Algorithm for finding saddle-points in a 2-dimensional array

Question

I'm looking for an algorithm to find the positions of all saddle points in an NxN matrix.

Searching through other answers on StackOverflow, as well as other sites in general, I've only found solutions regarding saddle points that operate in one direction. That is, I want to find a saddle point that can be a maximum in its row and minimum in its column, or a minimum in its row and maximum in its column.

For example, given:

array = {
{ 10, 15, 20, 15, 10 } 
{ 5, 10, 15, 10, 5 }
{ 0, 5, 10, 5, 0 }
{ 5, 10, 15, 10, 5 }
{ 10, 15, 20, 15, 10 } },

the saddle points are the 10's in the corners and the 10 in the middle.

I can find them naively fairly easily, but I wanted something more efficient. I've been told it can be done in O(n^2).

I thought perhaps I could fix the x-coordinate and iterate through the y-coordinate to find all maximums and minimums, then reverse the process by fixing the y-coordinate and iterating through the x-coordinate, but I can't quite visualize it well enough to implement the idea.

Any help would be greatly appreciated.

Answer 1

O(n^2)

#include <stdio.h>

#define N 8
#define M 10

int arr[N][M] =
{ {1,2,0,3,9,4,5,3,6,7},
  {2,4,3,5,9,0,2,3,4,1},
  {5,3,4,7,6,1,9,0,4,2},
  {6,9,7,8,6,7,7,4,5,6},
  {8,3,1,9,2,0,6,2,8,2},
  {2,7,3,0,3,6,3,1,5,3},
  {8,2,5,9,7,7,8,3,7,3},
  {1,7,4,8,5,8,5,0,0,6} };

int FindSaddlePoints(int arr[N][M])
{
    int l_result = 0;

    int l_row[M], l_column[N], i, j, index;

    //find the min
    for (i = 0; i < N; i++)
    {
        index = 0;
        for (j = 1; j < M; j++)
        {
            if (arr[i][j] < arr[i][index])
            {
                index = j;
            }
        }
        l_column[i] = index;
    }

    for (j = 0; j < M; j++)
    {
        index = 0;

        //find the max
        for (i = 1; i < N; i++)
        {
            if (arr[i][j] > arr[index][j])
            {
                index = i;
            }
        }
        l_row[j] = index;
    }

    for (i = 0; i < N; i++)
    {
        for (j = 0; j < M; j++)
        {
            if (l_row[j] == i && l_column[i] == j && i != N && j != M)
            {
                //printf("found in row = %d column = %d", i, j);
                l_result++;
            }
        }
    }

    return l_result;
}
void main()
{
    int number = FindSaddlePoints(arr);

    printf("%d", number);
}

Answer 2

Notice that in the naive implementation O(n³), you are recalculating the maximum value and minimum value for every element of a row/column you go through.
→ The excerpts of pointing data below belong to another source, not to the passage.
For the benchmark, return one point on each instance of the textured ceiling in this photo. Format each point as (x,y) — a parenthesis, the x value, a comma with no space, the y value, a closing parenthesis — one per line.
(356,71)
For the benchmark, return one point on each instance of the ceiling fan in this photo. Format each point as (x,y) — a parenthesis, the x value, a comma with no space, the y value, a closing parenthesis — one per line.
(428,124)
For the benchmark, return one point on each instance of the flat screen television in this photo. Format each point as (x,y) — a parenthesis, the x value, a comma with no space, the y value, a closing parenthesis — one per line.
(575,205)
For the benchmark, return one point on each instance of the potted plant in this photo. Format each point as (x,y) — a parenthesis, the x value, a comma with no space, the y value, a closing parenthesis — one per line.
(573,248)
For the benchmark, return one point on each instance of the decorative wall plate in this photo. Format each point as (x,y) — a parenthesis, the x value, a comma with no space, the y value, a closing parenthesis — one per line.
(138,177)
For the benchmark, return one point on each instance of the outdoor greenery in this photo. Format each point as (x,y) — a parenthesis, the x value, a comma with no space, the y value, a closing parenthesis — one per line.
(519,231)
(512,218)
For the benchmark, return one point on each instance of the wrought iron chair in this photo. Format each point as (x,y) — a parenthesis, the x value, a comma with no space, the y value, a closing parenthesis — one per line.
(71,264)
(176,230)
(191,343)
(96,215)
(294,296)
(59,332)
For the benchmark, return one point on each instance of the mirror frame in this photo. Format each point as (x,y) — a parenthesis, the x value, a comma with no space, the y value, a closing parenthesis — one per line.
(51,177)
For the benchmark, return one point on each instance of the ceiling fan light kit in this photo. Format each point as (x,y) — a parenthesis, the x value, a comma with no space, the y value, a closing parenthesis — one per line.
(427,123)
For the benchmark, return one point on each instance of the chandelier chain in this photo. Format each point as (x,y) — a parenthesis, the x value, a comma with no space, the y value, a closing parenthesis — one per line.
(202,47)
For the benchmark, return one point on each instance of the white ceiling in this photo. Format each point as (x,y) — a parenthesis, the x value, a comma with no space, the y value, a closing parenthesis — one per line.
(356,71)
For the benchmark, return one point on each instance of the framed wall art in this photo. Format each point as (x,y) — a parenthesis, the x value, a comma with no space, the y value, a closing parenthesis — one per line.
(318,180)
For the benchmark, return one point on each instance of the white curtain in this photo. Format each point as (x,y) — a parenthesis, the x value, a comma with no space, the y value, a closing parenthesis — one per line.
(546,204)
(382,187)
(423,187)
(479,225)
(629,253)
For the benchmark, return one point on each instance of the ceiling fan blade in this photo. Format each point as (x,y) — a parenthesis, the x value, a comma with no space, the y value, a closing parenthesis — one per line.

To eliminate this inefficiency, the idea is to loop through every row and column, and mark all positions with the maximum and minimum value in a separate N x N array. Each element of this separate array contains 2 pieces of boolean information: isMax and isMin (which can be encoded as bit if you want to). If all elements in a row/column are the same (i.e. maximum value = minimum value), then you might not want to mark any element.

For each row/column, this can be done in O(n) time. Use an n-element array to record the indices where the current maximum (minimum) value, and clear the array if there is a bigger (smaller) value than the current maximum (minimum). After you have finished looping through, use the information from the maximum (minimum) indices array to mark the corresponding isMax (isMin) field in the N x N array.

Since there are n rows and n columns, the complexity of this step is O(n²)

Then the rest is to loop through the N x N array which you have marked to search for any position with both isMax and isMin set.